I was driving home and so I had stopped to check my phone at a particularly long red light and my mother had texted me “Did you hear about RBG?” And I knew that it couldn’t be good, and when I got the news alert I felt this sadness and emptiness that I feel when a family member passes away. I was left extremely nervous as to what would happen next with the state of the world.
Former registered nurse and women’s health educator Nan Inskeep, 89, watched when Ruth Bader Ginsburg was confirmed and described her confirmation as one that provided relief knowing that women would have a louder voice in the government.
When was the first time you heard the name Ruth Bader Ginsburg?
I am a very political person, and when I was a little girl, my grandfather was Republican and our family was Democrat and so I would always bet him 10 cents on who would win the elections. And so I followed politics, which included the Supreme Court, so I watched all of those votes. Then when our wonderful Ruth Bader came, I knew I could rest easy. I cannot really pinpoint when I first heard of her, but being a woman and watching what she did in the Supreme Court, I knew she was vital to it.
What do you think made her so different?
She was so fair. And interesting about her life is that her best friend on the court was (Justice Antonin) Scalia and he was an arch-conservative. They had the opposite swing on every position they held and yet they maintained a friendship through it all, and I think that says something about her, too.
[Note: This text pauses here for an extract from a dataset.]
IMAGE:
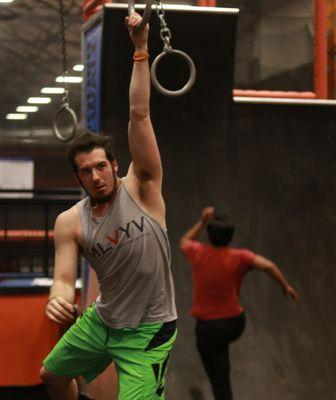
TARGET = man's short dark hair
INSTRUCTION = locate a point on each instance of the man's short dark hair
(220, 230)
(86, 141)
She was so smart and then she used that to further justice, rights, and she was the kind of Supreme Court Justice that every justice should be.
It’s going to be hard. And they are going to grow up without Ruth Bader Ginsburg, they certainly should know about her because she will carry that reputation with her forever and ever. But it’s a matter of what is fair, and as I said she was so fair, they need to look at what is right for everybody and not what is simply right for you.
I want them to remember that she never gave up. And to feel the way you do and to believe in what you are feeling and to stand up for it no matter what. It’s a gift, and not everybody can do it, and hopefully with somebody like her as a mentor, because even though she won’t be here, her teachings, writings and reputation will always be a part of the Supreme Court.
Just horror. I remember someone calling to tell me and thinking, “She finally can’t do it anymore.” We watched her go through every single one of those cancers and she could always do it. We watched her go through Harvard for her husband. Oh, my goodness, that woman was exemplary! And yet fair. It was a terrible day for us. But we always know we had a champion.